The government will continue to assess the impact of public health measures applied to public health unit regions for 28 days, or two COVID-19 incubation periods, the release stated.

Premier Doug Ford said the system is aimed at protecting public health and safety while avoiding broader closures across the province as the pandemic stretches through the winter months.

“This framework, developed in consultation with our health experts, will serve as an early warning system allowing us to scale up and scale back public health restrictions on a regional or community basis in response to surges and waves of COVID-19,” he said in the news release. “By introducing public health measures sooner, we can keep this deadly virus at bay, bend the curve and reclaim a little more of our normal lives.”

The new framework was welcomed by businesses, but immediately came under fire from some public health officials and doctors for being too lax. 

“Dear #Ontario health officials,” Dr. Nili Kaplan-Myrth, an Ottawa family doctor, said on Twitter, “I am not OK with the statement that it is time to “learn to live with Covid.” As a family doc, mother, community advocate.
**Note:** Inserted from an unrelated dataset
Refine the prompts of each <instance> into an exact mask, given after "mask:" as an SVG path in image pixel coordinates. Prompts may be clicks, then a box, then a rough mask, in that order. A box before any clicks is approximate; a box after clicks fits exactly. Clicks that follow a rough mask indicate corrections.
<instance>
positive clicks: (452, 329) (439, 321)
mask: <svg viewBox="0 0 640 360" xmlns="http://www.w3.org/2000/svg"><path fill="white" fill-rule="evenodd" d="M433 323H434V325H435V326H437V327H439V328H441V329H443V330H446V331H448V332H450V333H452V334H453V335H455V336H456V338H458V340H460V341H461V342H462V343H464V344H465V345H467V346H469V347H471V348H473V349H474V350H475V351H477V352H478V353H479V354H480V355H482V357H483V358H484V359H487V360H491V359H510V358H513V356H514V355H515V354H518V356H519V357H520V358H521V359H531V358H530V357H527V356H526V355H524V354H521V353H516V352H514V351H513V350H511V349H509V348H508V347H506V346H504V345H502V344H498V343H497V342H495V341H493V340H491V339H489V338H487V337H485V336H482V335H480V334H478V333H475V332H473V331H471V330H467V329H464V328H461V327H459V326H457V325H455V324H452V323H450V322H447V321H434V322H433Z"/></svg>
What that means for ppl with disabilities, seniors, healthcare workers, educators, migrant workers, & BIPOC is unconscionable.”

At a Nov. 3 news conference, Ford also said the government has enhanced its COVID-19 online dashboard, Ontario.ca/coronavirus, to provide more detailed numbers and information, including local cases by public health unit regions, the total number of cases, resolved cases, deaths and tests completed and how many are positive.

Finance Minister Rod Phillips announced that the government will provide $300 million in property tax and energy cost rebates to support businesses in modified stage 2 areas that were required to close or significantly restrict services, including restaurants, bars, gyms and cinemas. Under the new framework, the rebates will also be available for businesses in Control or Lockdown areas.

The property tax rebates will be net of any federal support in respect of property taxes provided through the new Canada Emergency Rent Subsidy (CERS), so that the rebate will cover costs beyond those covered by CERS, according to the news release.

Starting Nov. 16, eligible businesses will be able to apply for the temporary property tax and energy cost rebates directly to the province through an online application portal and should expect receipt within a few weeks of completing the application, said the release.

“Supporting businesses affected by necessary public health restrictions in regions experiencing a greater risk from COVID-19 is one way we are helping employers manage during these difficult times,” said Phillips, who is scheduled to present the province’s 2020 budget on Nov. 5.

More detail on the rebate program is available here.

Meanwhile, the Ontario Health Coalition, a public health-care advocacy group, reported in a Nov. 3 news release that clear data on how the virus is being transmitted among the general population is still not available, even as COVID-19 cases hit an all time high in the general population.

The release stated that Peel, with the highest rate of case positivity (6.5 per cent of people tested are testing positive) did not contact trace 16.9 per cent of the cases in the last week of October. In the same period, the proportions of COVID-positive cases that have not been contact traced in other modified stage 2 areas are: Toronto 65 per cent; Durham 27.5 per cent; and Ottawa 48.8 per cent.

“There appears to be no plan to improve public information and data about where transmission is occurring, to provide resources for contact tracing in Toronto and other hot spots, or to require the release of information about outbreaks in workplaces,” said the news release. “This raises serious questions. What is the goal of Ontario’s COVID response?”